Kahu / Harrier hawk (Circus approzimans)

Widely distributed throughout new zealand, this is the most common bird of prey in New Zealand. The Harrier is a large brown feathered bird with a fairly wide wingspan. It can be seen gliding leisurely around the Reserve in search of it’s prey, which varies from birds to rabbits to insects and even occasionally fishes and tadpoles. Harriers usually breed from October to November, with large sticks grasses and rushes, in raupo, pampas grass, or occasionally in the crowns of tree ferns. Nests house 3 or 4 eggs incubated for 29-32 days by the female, with the chicks first flying at 6 weeks of age.

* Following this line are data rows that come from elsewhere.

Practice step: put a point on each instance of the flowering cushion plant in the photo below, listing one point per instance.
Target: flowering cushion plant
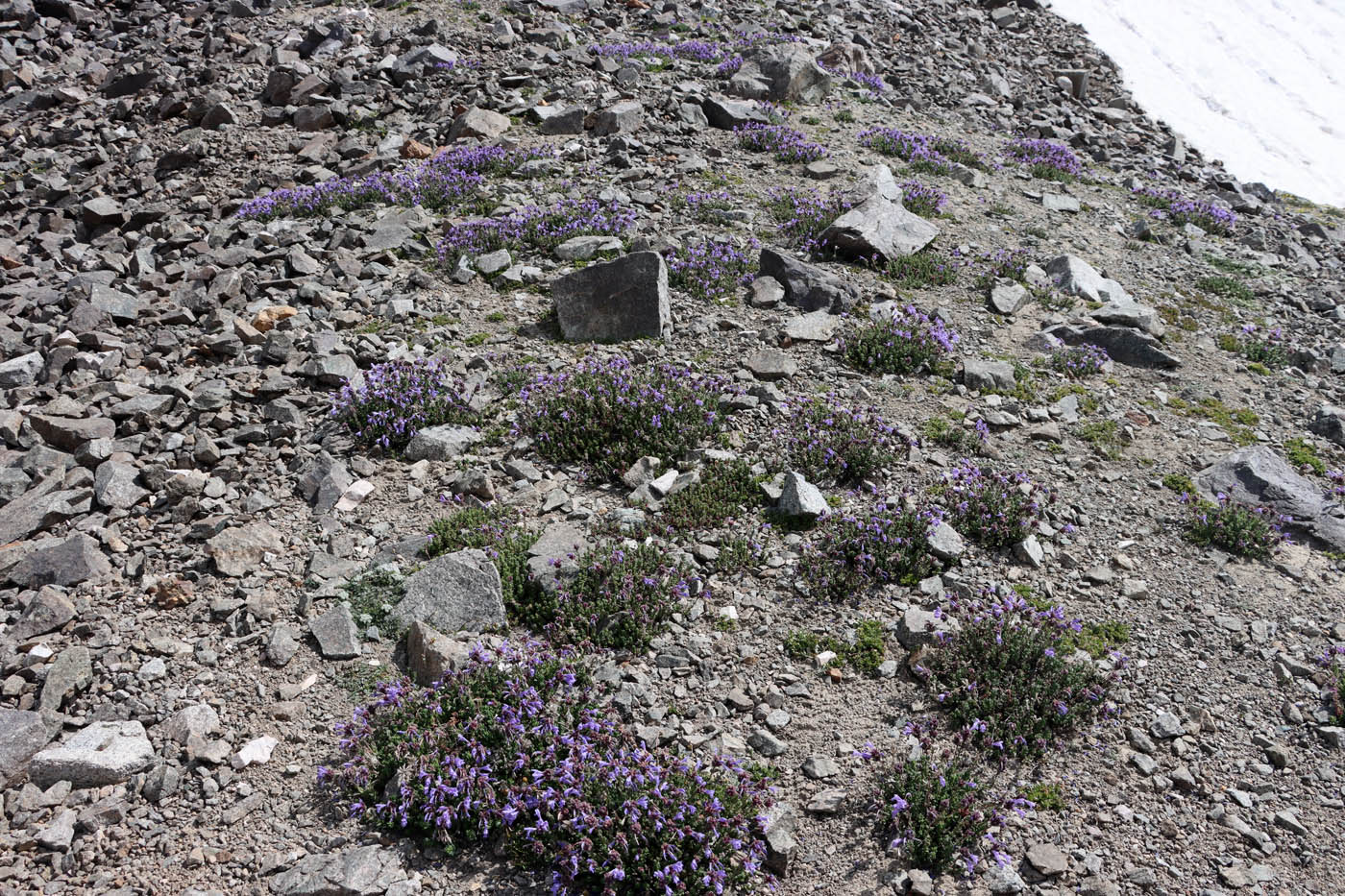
(607, 413)
(515, 751)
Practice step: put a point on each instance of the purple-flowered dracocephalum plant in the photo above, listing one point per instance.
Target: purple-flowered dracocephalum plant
(1079, 362)
(826, 439)
(1044, 159)
(1247, 532)
(441, 182)
(923, 200)
(1181, 210)
(607, 413)
(991, 507)
(802, 214)
(786, 143)
(938, 806)
(534, 227)
(713, 269)
(1005, 674)
(517, 752)
(853, 552)
(907, 341)
(399, 399)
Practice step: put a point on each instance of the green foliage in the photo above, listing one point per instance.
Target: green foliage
(1227, 288)
(1304, 453)
(495, 532)
(925, 268)
(1099, 640)
(619, 599)
(373, 594)
(850, 554)
(1103, 435)
(1180, 483)
(1004, 675)
(939, 812)
(1046, 797)
(864, 655)
(950, 435)
(725, 492)
(1246, 532)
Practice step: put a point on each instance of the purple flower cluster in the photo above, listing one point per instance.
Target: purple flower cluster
(802, 215)
(514, 752)
(534, 227)
(827, 439)
(1247, 532)
(1179, 208)
(437, 183)
(621, 599)
(609, 413)
(1079, 362)
(786, 143)
(991, 507)
(1001, 677)
(705, 205)
(399, 399)
(923, 200)
(939, 814)
(921, 151)
(1044, 159)
(851, 553)
(713, 269)
(904, 342)
(871, 84)
(1001, 264)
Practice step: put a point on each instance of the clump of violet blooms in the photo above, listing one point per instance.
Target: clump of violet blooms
(803, 214)
(515, 754)
(608, 413)
(1002, 671)
(1079, 362)
(533, 227)
(923, 200)
(850, 553)
(1044, 159)
(938, 808)
(783, 141)
(436, 183)
(903, 342)
(826, 439)
(713, 269)
(991, 507)
(1241, 530)
(1181, 210)
(397, 399)
(921, 151)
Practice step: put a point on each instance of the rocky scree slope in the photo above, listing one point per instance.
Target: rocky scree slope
(187, 532)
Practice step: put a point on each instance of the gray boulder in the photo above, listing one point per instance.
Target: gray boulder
(1258, 476)
(22, 735)
(454, 593)
(365, 871)
(440, 443)
(1329, 423)
(61, 561)
(1122, 345)
(98, 755)
(622, 299)
(807, 287)
(336, 635)
(782, 73)
(802, 499)
(878, 227)
(982, 375)
(241, 549)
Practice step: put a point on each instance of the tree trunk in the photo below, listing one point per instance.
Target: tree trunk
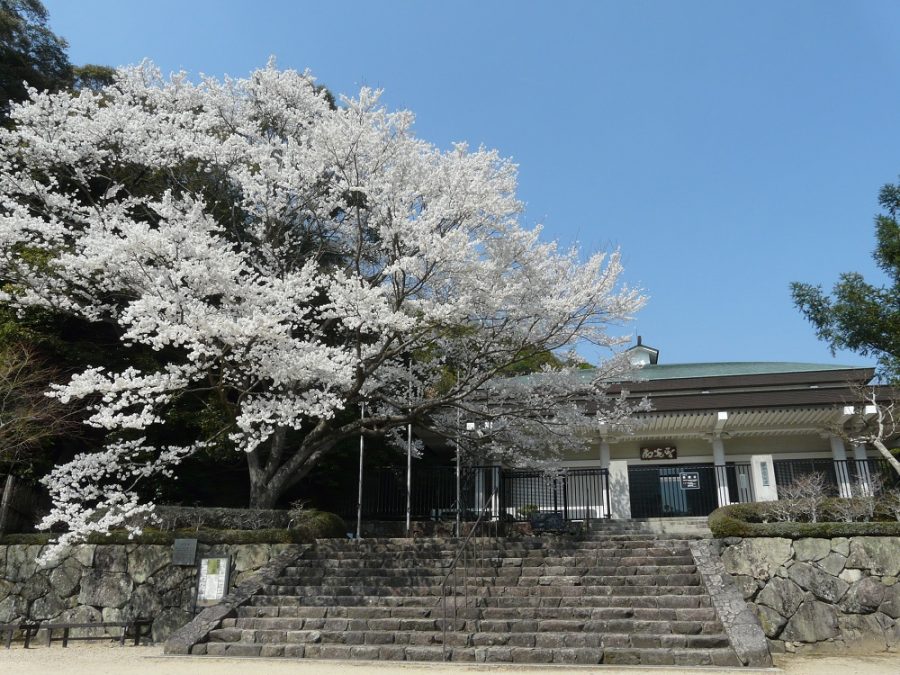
(882, 448)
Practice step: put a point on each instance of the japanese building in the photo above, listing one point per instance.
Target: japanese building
(721, 433)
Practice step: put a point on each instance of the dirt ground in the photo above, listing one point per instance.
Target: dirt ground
(113, 660)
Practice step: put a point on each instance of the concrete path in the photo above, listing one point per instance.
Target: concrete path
(98, 659)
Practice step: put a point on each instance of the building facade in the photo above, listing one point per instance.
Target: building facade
(721, 433)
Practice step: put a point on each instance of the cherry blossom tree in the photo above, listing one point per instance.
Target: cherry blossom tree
(292, 262)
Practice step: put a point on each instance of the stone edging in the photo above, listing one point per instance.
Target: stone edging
(741, 625)
(197, 630)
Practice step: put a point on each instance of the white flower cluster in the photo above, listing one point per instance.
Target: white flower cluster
(293, 257)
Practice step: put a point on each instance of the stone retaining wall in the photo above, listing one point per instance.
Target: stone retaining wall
(114, 582)
(820, 595)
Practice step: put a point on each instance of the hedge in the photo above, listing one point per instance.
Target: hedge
(745, 520)
(313, 525)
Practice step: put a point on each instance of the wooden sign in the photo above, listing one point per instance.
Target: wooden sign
(184, 552)
(660, 452)
(690, 480)
(212, 582)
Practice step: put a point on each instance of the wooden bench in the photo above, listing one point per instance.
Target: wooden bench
(138, 627)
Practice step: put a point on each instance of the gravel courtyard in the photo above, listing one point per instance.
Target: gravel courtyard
(113, 660)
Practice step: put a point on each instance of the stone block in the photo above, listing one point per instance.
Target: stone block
(814, 621)
(833, 563)
(864, 596)
(66, 578)
(110, 559)
(879, 555)
(782, 595)
(757, 557)
(890, 603)
(862, 632)
(145, 561)
(818, 581)
(771, 621)
(811, 549)
(105, 589)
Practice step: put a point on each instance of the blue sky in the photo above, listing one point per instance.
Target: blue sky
(727, 148)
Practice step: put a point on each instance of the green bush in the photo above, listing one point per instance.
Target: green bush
(305, 529)
(746, 520)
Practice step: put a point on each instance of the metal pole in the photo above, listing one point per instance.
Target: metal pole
(458, 495)
(7, 500)
(409, 452)
(362, 447)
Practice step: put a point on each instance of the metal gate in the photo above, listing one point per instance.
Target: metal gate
(682, 490)
(575, 494)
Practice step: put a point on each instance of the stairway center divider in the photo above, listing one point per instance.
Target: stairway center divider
(462, 554)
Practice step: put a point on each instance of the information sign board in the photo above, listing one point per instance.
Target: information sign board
(690, 480)
(212, 582)
(184, 552)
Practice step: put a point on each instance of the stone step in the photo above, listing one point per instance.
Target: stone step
(247, 626)
(486, 590)
(491, 613)
(617, 557)
(465, 638)
(612, 655)
(585, 547)
(415, 568)
(546, 540)
(483, 580)
(503, 549)
(599, 601)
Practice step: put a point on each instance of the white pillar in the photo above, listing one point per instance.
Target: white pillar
(721, 475)
(841, 467)
(863, 477)
(619, 494)
(765, 488)
(604, 464)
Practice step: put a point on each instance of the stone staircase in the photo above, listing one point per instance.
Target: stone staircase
(613, 598)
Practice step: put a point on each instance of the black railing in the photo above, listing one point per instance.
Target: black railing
(576, 494)
(682, 490)
(845, 478)
(470, 554)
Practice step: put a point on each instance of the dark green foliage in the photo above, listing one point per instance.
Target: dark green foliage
(746, 520)
(91, 76)
(29, 52)
(314, 525)
(858, 315)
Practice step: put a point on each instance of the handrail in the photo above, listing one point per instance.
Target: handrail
(461, 553)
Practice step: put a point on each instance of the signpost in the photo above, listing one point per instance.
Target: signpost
(212, 582)
(184, 552)
(661, 452)
(690, 480)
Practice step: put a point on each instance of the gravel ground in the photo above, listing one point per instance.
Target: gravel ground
(98, 659)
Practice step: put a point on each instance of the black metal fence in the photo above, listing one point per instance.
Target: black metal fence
(576, 494)
(658, 491)
(843, 478)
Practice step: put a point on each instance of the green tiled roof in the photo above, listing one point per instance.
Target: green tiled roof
(684, 370)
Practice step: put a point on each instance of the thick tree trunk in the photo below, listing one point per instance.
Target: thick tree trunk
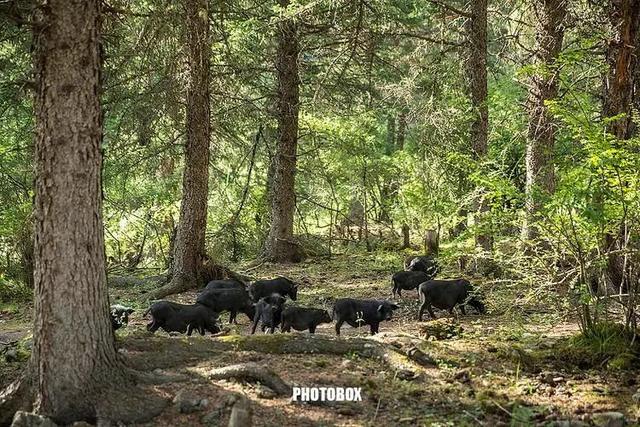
(189, 248)
(540, 178)
(280, 245)
(391, 133)
(620, 92)
(477, 75)
(620, 81)
(406, 238)
(402, 131)
(74, 366)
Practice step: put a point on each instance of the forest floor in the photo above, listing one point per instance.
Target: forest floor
(512, 366)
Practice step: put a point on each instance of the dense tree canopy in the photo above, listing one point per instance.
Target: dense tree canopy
(503, 136)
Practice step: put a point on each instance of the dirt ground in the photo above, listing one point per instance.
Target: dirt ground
(502, 368)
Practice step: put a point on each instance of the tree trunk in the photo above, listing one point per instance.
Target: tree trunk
(280, 245)
(406, 238)
(431, 242)
(618, 99)
(540, 178)
(391, 134)
(477, 75)
(402, 131)
(74, 373)
(621, 56)
(189, 248)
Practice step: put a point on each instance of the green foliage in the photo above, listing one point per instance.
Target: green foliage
(607, 345)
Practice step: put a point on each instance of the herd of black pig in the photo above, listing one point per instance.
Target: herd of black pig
(264, 303)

Kotare / Kingfisher (Halcyon sancta vagans )

These beautiful birds are common the Reseve where they feed of the abundant gambusia in the wetland.. Their most distinctive feature is their brilliant blue wings, back and head, contrasted to their white underside. They can often be seen in high branches in search of prey, and their call is that of a repeated “kek kek kek”. The kingfisher feeds on insects, larvae, earthworms, spiders, tadpoles, fish, crabs, and small lizards. They breed by boring tunnels into clay banks or rotting tree trunks. 4-5 eggs are laid between November and January, fledging at 26 days, incubated and fed by both sexes.


Tauhou / Silvereye (Zosterops lateralis lateralis )

Small and very common throughout New Zealand, these birds were self introduced to the country in 1856 from Australia. They have grey and yellowish green plumage with a very distinctive white ring around the eye. They are often seen flitting around in scrub, and eat a variety of insects, grubs, small fruits and nectar. The silvereye’s voice is a sharp “twee” and the male sings a warbled trill. The silvereye’s nests contain 2-3 small eggs incubated by both sexes for 12 days, made up of spiderweb, fine grasses, hairs, and moss.


Korimako / Bellbird (Anthornis melanura melanura)

Let us know if you see one of these. There have been possible sightings but unconfirmed as yet These birds are common in native forest and are usually first identified by their melodious song. They are medium sized almost pear shaped birds, with black wings and plumage of a yellowish green similar to that of the silvereye. Their song differs during the day, and the birds sing out a unique dawn song in the early hours of the morning. Bellbirds nest between September and January, raising 2 broods of 3-4 eggs.



These beautiful intelligent parrots have been heard above the Reserve but not yet seen. Let us know if you meet one in the reserve.


Ruru / Morepork 

These speedy and attractive owls can be frequently heard at night in the Reserve, hopefully reducing the pests as well.